Interesting comments. But whatever you think about Thomas Paine, few realized that he died a pretty lonely death--many had pulled away from his ideas and he was almost forgotten. His bomes were later spirited away--an Englishman wanted to return them to England (I believe Paine had onlybeen in America for 18 months before he published Common Sense). Someone claims now to have his skull--which inspired me to write this poem some years ago.


Tom
When are the dead dead long enough that we
forget their human life and deem their bones
unearthable, a part of history
to be labeled like a tray of stones?
They say that you were once on crude display—
a revolutionary become meek—
and now your skull has somehow made its way
into a leather box like some antique.
Odd reverence for one whose words were meant
for freedom's sake. Your words could never spell
that you would die, your good name almost spent,
and be dug up from your sweet New Rochelle,
to have the history of your skull made plain
in copper-plated letters: Thos. Paine.

Doug P. Baker said...

Hey, that's an interesting story, and a cool poem! What a truly perverse way to honor someone! "Odd reverence!" Indeed!

But people do such things. I've heard that the Allied forces hid Hitler's bones to prevent just such adoration. But that may be just folklore. I don't know.

Paine will show up again in my 4th of July post tomorrow. Again I will question his approach. Still, he helped to give heart to the struggling army, to awaken a longing for a bigger fuller world. He accomplished truly remarkable things.

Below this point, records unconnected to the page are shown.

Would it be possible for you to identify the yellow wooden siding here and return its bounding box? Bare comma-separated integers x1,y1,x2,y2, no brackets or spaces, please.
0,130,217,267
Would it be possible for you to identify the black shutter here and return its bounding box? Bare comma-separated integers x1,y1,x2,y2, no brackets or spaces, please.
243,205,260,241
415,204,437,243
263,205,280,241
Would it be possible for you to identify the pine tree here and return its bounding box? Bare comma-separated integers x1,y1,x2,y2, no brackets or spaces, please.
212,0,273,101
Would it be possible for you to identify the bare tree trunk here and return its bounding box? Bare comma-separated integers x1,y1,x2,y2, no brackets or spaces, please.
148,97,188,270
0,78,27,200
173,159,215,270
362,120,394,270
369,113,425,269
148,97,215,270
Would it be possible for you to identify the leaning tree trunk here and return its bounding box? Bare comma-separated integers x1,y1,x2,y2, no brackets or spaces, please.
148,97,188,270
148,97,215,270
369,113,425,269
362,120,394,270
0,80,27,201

I would be interested to learn more about his life to understand why, after being led by him into the war, people turned away from him later. One would think that the favorable outcome of the war would have cemented their adoration. Intriguing!

Mary Rae said...

I believe that the turn taken by the French Revolution made his old supporters back away from the Paine and his"radical" ideals. He had gone to France to help foment the revolution, but fell out of favor when he objected to extremism and he was imprisoned during The Terror. I believe it was Monroe who intervened on his behalf.

His anti-Christianity views expressed in The Age of Reason also alienated many. He was buried in obscurity, and even without the stone fence around his grave that he had requested.